Ich erwarte vonseiten dieser Landesregierung mehr Unterstützung für die Menschen mit Behinderungen, mit Beeinträchtigungen, mehr Unterstützung für ältere Menschen und auch mehr Unterstützung von Kindern, die davon auch schwer betroffen sind.

(Beifall DIE LINKE)

Ich weiß, Sie heulen gerade auf den Bänken der Landesregierung.
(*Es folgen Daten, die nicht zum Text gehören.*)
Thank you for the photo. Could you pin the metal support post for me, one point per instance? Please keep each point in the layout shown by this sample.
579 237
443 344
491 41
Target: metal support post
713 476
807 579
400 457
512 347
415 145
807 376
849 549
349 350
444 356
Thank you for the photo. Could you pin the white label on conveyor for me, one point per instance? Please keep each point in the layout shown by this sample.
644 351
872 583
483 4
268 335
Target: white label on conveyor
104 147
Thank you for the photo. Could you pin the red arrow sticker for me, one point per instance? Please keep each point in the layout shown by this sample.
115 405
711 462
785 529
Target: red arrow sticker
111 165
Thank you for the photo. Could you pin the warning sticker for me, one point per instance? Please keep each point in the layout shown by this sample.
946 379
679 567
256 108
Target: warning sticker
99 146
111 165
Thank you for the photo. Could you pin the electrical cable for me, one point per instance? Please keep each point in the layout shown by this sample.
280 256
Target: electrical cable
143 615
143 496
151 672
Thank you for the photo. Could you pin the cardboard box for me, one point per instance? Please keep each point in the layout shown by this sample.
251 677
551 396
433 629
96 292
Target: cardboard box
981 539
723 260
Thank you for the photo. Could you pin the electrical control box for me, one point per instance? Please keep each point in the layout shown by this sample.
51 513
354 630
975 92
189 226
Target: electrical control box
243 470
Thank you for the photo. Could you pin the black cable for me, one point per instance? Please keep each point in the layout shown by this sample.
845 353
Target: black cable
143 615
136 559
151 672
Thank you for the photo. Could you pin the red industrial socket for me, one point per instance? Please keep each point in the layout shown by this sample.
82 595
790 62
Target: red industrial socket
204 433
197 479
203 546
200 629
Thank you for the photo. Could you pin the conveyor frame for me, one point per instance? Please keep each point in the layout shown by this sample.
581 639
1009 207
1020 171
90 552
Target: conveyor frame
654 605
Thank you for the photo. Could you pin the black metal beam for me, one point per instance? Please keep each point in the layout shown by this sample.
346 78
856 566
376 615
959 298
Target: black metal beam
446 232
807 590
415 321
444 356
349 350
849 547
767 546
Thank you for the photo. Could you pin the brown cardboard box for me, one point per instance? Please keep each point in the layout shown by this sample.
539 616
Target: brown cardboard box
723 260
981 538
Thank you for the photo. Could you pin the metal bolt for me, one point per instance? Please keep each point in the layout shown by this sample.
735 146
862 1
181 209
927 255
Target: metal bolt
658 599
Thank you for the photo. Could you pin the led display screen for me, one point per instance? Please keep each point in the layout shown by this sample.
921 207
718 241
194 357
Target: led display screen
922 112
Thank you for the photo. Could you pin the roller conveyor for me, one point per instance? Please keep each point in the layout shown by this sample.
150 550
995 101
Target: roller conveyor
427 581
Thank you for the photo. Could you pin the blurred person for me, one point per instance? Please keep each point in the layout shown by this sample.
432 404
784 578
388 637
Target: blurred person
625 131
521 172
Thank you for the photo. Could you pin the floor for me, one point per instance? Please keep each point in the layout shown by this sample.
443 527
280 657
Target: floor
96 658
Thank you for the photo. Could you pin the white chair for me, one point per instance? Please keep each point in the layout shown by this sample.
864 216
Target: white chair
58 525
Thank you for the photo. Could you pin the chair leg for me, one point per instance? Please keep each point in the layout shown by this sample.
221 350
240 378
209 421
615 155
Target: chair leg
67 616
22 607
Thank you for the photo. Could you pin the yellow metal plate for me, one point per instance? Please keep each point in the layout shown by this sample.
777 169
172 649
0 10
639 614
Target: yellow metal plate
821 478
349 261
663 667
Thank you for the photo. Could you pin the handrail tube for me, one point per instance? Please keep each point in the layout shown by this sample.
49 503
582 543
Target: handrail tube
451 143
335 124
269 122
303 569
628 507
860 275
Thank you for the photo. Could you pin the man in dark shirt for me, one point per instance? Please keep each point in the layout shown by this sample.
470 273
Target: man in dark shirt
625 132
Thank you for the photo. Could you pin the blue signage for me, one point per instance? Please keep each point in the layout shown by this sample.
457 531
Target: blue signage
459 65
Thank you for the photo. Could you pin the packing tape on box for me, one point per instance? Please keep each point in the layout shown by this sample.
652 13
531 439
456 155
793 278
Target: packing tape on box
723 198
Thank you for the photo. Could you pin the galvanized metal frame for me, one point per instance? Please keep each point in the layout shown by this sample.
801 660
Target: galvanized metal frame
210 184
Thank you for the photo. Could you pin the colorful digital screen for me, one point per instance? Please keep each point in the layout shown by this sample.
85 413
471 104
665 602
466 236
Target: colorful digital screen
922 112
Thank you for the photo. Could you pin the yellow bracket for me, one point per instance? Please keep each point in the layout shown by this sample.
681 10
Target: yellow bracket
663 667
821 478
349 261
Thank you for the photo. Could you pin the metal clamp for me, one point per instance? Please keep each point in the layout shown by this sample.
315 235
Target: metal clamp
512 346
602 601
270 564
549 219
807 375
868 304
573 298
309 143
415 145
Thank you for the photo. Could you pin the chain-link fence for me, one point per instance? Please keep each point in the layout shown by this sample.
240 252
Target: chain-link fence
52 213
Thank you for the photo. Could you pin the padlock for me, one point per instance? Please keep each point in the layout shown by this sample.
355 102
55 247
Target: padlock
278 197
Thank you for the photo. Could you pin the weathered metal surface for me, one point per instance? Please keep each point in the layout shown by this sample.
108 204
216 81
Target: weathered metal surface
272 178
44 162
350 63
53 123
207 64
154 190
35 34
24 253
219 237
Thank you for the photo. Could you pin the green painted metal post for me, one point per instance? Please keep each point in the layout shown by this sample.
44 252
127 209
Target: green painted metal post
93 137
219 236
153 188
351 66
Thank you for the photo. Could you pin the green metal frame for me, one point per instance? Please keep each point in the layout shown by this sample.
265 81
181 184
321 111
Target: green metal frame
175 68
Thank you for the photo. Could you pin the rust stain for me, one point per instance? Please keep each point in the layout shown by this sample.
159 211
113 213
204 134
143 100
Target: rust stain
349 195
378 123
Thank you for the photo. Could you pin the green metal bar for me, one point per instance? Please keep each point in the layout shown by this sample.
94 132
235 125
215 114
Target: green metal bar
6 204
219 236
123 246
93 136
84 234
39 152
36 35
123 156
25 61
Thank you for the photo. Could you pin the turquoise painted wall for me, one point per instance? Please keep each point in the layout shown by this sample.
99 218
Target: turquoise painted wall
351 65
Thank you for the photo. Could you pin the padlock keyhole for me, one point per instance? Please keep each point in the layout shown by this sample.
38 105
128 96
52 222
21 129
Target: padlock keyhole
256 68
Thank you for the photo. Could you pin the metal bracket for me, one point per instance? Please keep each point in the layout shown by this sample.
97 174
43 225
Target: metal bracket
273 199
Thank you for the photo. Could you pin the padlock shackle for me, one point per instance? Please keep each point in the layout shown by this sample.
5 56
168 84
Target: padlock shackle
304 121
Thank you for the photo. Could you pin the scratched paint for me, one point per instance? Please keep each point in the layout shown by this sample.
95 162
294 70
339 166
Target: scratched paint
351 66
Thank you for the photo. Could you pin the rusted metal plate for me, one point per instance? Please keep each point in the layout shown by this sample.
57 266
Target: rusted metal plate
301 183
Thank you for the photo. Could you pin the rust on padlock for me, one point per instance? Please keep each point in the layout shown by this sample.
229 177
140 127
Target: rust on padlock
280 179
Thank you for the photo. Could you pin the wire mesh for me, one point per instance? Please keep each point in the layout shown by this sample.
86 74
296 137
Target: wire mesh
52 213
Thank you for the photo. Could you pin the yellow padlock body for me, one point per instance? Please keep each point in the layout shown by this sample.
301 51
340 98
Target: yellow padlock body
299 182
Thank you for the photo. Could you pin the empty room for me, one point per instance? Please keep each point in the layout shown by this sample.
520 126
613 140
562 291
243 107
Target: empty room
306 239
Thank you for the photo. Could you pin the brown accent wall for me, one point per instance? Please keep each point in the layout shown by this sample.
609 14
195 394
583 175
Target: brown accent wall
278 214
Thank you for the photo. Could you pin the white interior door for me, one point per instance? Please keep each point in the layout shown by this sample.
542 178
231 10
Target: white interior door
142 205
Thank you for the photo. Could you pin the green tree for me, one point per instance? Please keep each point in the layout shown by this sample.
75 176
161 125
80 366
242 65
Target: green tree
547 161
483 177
Aber vielleicht können Sie leiser heulen. Denn mit Heulen allein werden wir dieses Problem nicht lösen – weniger Weinerlichkeit, mehr Engagement.

(Beifall DIE LINKE – Unruhe – Glockenzeichen)

Ein weiteres Beispiel ist die Hotspot-Regelung, die Krankenhäuser nicht überlasten soll. Wie ist das nachweisbar? Wird man nicht irgendwo ein Krankenhaus finden, das vielleicht noch ein Bett frei hat? Die Überlastung des Pflegepersonals ist schon lange erreicht. Sie ist schon mehr als erreicht. Logische Konsequenz wäre, dass in den Krankenhäusern Betten geschlossen werden, weil die Belastungsgrenze der Beschäftigten übererfüllt ist. Hier erwarte ich vonseiten der Landesregierung mehr Schutz für die Beschäftigten gerade in der Pflege.

(Beifall DIE LINKE)

Die Hotspot-Regelung ist eine ganz besonders perfide Sache. Die Frage ist: Wann ist eine „hohe Anzahl von Neuinfektionen“ überhaupt erreicht? Wann ist eine Virusvariante mit einer „signifikant höheren Pathogenität“ vorhanden?

(Stephan Grüger (SPD): Das kann man definieren!)

Wie will man das wissen? Wenn weniger getestet wird und wenn weniger sequenziert wird, dann ist überhaupt nicht bekannt, ob diese Tatsachen eintreffen.

(Stephan Grüger (SPD): RKI!)

Das ist weder handfest noch anwendungssicher – und so etwas beschließen SPD, GRÜNE und FDP im Bundestag.

Heute haben wir in Hessen 18.192 Fälle. Die Inzidenz liegt bei 1.542. Bei der Impfquote liegen wir in Hessen höchstens im Mittelfeld. Das ist wirklich eine bittere Bilanz.

Wie will die Landesregierung einen weiteren Anstieg der Infektionszahlen verhindern? Wie will sie die Zahl schwerer Erkrankungen und Todesfälle minimieren? Wie will sie das Gesundheitswesen vor Überlastung schützen und die Langzeitfolgen vermeiden?

Präsident Boris Rhein:

Frau Kollegin, Sie müssen bitte zum Ende kommen.

Christiane Böhm (DIE LINKE):

Ja. – Es wäre einfacher. Die Landesregierung könnte auch, ohne auf das Infektionsschutzgesetz zurückzugreifen, handeln. Sie könnte FFP2-Masken massenhaft kostenfrei zur Verfügung stellen, flächendeckend Luftfilter in die Kitas und Schulen einbauen, die Kapazitäten bei PCR-Tests öffentlich ausbauen und die Impfkampagne niedrigschwellig weiterführen. Das wäre eine Sache, worum sich die Landesregierung tatsächlich ernsthaft kümmern müsste. – Danke schön.